Garotas da Rua de Trás – Gokudolls (Back Street Girls -ゴクドルズ), série animada de quadros de humor negro japonês, possui um esquema com certas similaridades ao episódio de Russ. Três jovens integrantes da máfia japonesa cometem um grave erro e tem de se retratar implorando pela vida. Seu chefe os manda para a Tailândia, onde são remodelados fisicamente em três mulheres aptas a carreira de ídolas (idolls). Também são remodeladas mentalmente, para adquirir, pelo menos na quantidade necessária ao trabalho, a feminilidade comportamental que garantirá um charme feminino, muito ligado a adjetivos como fofura, graça, encanto, espirituosidade, alegria, positividade e erotismo comportado.
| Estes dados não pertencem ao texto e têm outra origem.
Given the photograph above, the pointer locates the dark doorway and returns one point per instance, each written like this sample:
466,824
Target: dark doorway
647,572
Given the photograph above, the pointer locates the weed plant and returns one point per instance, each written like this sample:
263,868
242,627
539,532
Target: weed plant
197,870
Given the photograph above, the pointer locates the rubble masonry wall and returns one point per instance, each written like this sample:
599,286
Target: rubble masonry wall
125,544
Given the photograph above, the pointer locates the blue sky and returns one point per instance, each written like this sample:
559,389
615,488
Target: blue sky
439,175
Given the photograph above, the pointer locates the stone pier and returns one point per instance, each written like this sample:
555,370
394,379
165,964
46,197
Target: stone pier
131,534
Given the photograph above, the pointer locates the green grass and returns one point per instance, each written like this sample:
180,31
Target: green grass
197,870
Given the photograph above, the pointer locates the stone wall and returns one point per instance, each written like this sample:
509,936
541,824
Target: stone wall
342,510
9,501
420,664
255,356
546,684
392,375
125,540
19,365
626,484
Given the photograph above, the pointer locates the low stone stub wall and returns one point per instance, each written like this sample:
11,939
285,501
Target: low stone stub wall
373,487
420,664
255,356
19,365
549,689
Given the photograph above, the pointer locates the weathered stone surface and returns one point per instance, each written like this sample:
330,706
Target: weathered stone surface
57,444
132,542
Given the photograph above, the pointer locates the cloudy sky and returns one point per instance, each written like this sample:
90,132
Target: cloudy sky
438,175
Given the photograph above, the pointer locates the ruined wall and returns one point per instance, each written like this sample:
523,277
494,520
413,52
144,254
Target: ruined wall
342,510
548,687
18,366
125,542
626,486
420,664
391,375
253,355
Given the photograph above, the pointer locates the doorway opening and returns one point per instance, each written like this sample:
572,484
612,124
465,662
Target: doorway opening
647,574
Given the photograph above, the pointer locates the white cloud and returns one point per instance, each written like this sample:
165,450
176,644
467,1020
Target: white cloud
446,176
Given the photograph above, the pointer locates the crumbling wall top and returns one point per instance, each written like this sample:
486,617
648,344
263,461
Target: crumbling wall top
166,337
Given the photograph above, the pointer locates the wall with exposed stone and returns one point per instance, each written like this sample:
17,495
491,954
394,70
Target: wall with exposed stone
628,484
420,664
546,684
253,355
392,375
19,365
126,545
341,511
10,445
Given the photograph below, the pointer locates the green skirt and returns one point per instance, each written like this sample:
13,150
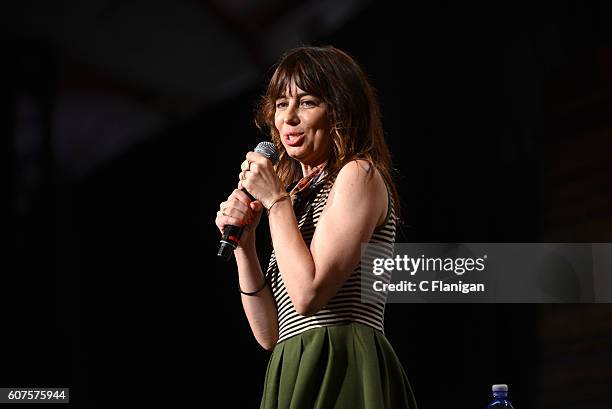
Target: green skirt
350,366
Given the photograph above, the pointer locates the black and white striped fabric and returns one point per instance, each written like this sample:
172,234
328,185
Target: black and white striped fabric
350,304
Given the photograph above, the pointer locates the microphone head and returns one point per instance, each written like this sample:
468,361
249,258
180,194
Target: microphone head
268,150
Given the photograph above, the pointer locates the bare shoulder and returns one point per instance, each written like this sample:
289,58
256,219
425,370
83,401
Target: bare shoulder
359,180
363,173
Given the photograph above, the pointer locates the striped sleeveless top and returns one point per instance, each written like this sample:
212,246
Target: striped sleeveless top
348,305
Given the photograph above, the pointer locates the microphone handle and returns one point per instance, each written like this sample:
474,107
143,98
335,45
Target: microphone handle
231,237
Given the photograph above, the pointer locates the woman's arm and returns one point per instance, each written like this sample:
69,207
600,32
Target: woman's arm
260,309
357,203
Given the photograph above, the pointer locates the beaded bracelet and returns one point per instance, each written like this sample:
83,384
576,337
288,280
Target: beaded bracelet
279,198
253,292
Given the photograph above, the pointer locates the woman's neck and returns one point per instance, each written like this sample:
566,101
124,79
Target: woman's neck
307,169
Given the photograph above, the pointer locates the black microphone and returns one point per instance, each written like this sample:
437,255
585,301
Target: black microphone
231,233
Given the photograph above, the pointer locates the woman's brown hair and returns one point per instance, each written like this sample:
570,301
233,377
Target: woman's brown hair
353,111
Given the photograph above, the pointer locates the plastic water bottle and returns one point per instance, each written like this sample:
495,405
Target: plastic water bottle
500,398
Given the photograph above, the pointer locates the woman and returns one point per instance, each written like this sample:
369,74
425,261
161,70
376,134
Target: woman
330,192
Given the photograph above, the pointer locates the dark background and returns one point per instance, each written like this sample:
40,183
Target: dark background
124,126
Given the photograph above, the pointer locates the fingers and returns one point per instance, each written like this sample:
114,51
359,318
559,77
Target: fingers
255,158
222,220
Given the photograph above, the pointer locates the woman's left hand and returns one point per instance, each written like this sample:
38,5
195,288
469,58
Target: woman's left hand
260,179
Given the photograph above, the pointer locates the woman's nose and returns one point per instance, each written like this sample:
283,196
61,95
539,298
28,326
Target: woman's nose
291,116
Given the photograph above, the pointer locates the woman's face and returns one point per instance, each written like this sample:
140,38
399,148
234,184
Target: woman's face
303,126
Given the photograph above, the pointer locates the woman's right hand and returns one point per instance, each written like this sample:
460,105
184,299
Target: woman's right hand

Dentro do ramo do entretenimento que foram colocadas, devem cantar e dançar, participar de entrevistas e programas de variedades, noites de autógrafos e encontros com fãs.
Se listarmos os elementos que tornam a construção do homem como mulher grotesca no livro de Russ, chegamos a algo como: (i) há uma sociedade em que os papéis relacionados a gênero sexual estão divididos em dois – homens e mulheres. (ii) Essa divisão se acentua e torna-se extrema; torna-se cisão radical. (iii) Os homens querem manter a dualidade de gênero, e garanti-la como uma dualidade hierárquica. (iv) Para isso transformam parte dos seus em mulheres, tanto do ponto de vista físico como comportamental; priorizam o estabelecimento de uma posição subalterna e a prostituição como função. (v) Como vêm-se distante de mulheres de carne e osso, são levados a agir e modelar baseando-se em concepções fantasiosas das mesmas.
Em Gokudolls há de cara a colocação da máfia como uma irmandade masculina. Essa separação do lugar do masculino é como uma versão exagerada da própria sociedade japonesa. Assim, se no Japão existe já a construção de idolls como mulheres ideais, a partir de dados abstratos, as idolls de Gokudolls poderão ser construídas ainda mais… e então, a partir de homens. Afinal, já não seria esse papel da mulher como garota encantadora do entretenimento abstrato o suficiente? Distante de uma pessoa concreta, complexa e aberta ao mundo, as idolls teriam corpos jovens adoráveis e uma mentalidade voltada a ideia de público alvo, o homem solitário, ou a solidão do homem que não conecta ao feminino concreto mas apenas às “deusas da distância”, aos quais se idolatra. Isso permite a abstração dos atributos de personalidade em prol daqueles que promovem o encanto, em prol apenas daqueles que são mostrados, como que por encomenda. Trata-se do domínio do 可愛い, do fofo, que diferentemente da ficção The Female Man, não tem tons pornográficos e de subordinação crua, mas responde a outros fantasmas. E porque uma mulher necessariamente teria de ser o alvo desse treinamento e adotar esse papel como profissão?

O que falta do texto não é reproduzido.